>POLAND BANKS: From Wrestling to Merging (CITI)
■ 1Q10 Results In-Line — Our universe of seven Polish banks reported an aggregate 1Q10 net profit of ZL1,976m (+45% yoy, +22% qoq, +3.7% vs. CIRA estimates and +2.3% vs market consensus as reported by PAP). Despite high provisioning on retail loans (+34% yoy, -26% qoq), 1Q10 aggregate provisions came in 8% below our estimates. On the other hand, non-interest income came in 3% below our estimates driven by weak fees (partly due to a lower-than-expected recovery in investment fund fees).
■ Increased Competition in 2010 — Polish banks are abandoning strategies that concentrated on product niches and are embracing a universal banking strategy. This coupled with growth plans announced by some smaller players (e.g. Meritum Bank and Bank Pocztowy) is likely to lead to increased competition as more banks will sell a full range of products, while demand for banking services is expected to remain muted. This trend may negatively affect margins and revenues and presents a risk to our top-line growth forecasts.

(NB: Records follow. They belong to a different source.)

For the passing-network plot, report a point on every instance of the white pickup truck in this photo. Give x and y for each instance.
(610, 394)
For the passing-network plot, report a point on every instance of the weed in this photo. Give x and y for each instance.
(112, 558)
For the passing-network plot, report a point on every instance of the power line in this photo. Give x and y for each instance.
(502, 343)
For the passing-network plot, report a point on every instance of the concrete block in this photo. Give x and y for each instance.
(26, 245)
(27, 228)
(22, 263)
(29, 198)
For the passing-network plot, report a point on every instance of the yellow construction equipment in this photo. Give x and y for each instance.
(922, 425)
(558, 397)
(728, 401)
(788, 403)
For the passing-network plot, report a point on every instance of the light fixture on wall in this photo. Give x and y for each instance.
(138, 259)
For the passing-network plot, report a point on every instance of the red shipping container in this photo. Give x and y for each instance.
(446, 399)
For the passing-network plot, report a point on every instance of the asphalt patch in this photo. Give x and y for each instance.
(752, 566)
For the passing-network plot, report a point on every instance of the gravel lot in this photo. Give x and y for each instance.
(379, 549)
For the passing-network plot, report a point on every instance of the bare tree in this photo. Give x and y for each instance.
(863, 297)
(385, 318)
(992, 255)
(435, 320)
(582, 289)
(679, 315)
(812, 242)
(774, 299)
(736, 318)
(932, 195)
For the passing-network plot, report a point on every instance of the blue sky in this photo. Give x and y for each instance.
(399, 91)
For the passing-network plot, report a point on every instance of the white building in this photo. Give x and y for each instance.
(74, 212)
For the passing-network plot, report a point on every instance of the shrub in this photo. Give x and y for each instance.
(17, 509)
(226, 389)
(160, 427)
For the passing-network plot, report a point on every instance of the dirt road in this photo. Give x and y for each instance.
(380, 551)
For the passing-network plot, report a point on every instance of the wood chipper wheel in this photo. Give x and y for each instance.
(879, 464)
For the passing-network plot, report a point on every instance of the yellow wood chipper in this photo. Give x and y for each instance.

■ More M&A in 2011? — Given increased focus on capital and funding globally in the sector, foreign players that find it difficult to accomplish their objectives in terms of growth or profitability of their Polish operations may consider engaging in M&A, either as an acquirer or a seller. M&A activity can be also triggered by financial problems of parent banks, as was the case with BZ WBK. Given Pekao’s expressed interest in M&A and PKO BP’s declaration to keep its options open, we analyse possible merger scenarios. Generally we expect consolidation to have a
positive impact on profitability longer-term.
■ Upgrading on Weakness — Following recent share price correction and due to attractive valuations we upgrade four Polish banks. Our top picks are PKO BP (1L rating maintained, TP ZL49, Tier 1 14.0%, only 24% of loans in FX) and Pekao (upgraded to 1L from 2L, TP ZL179.5, Tier 1 18.4%, only 27% of loans in FX). For investors with a higher risk appetite we recommend buying BRE (upgraded to 1M from 2M, TP ZL279) and BZ WBK (upgraded to 1M from 3M, TP ZL222). We upgrade ING BSK to Hold (2M from 3M, TP ZL809) and maintain our Sell rating on
Bank Millennium (3M, TP ZL4.70) and Kredyt Bank (3M, TP ZL16.9). We change our target prices to reflect our revised estimates and roll forward of our valuatio ns.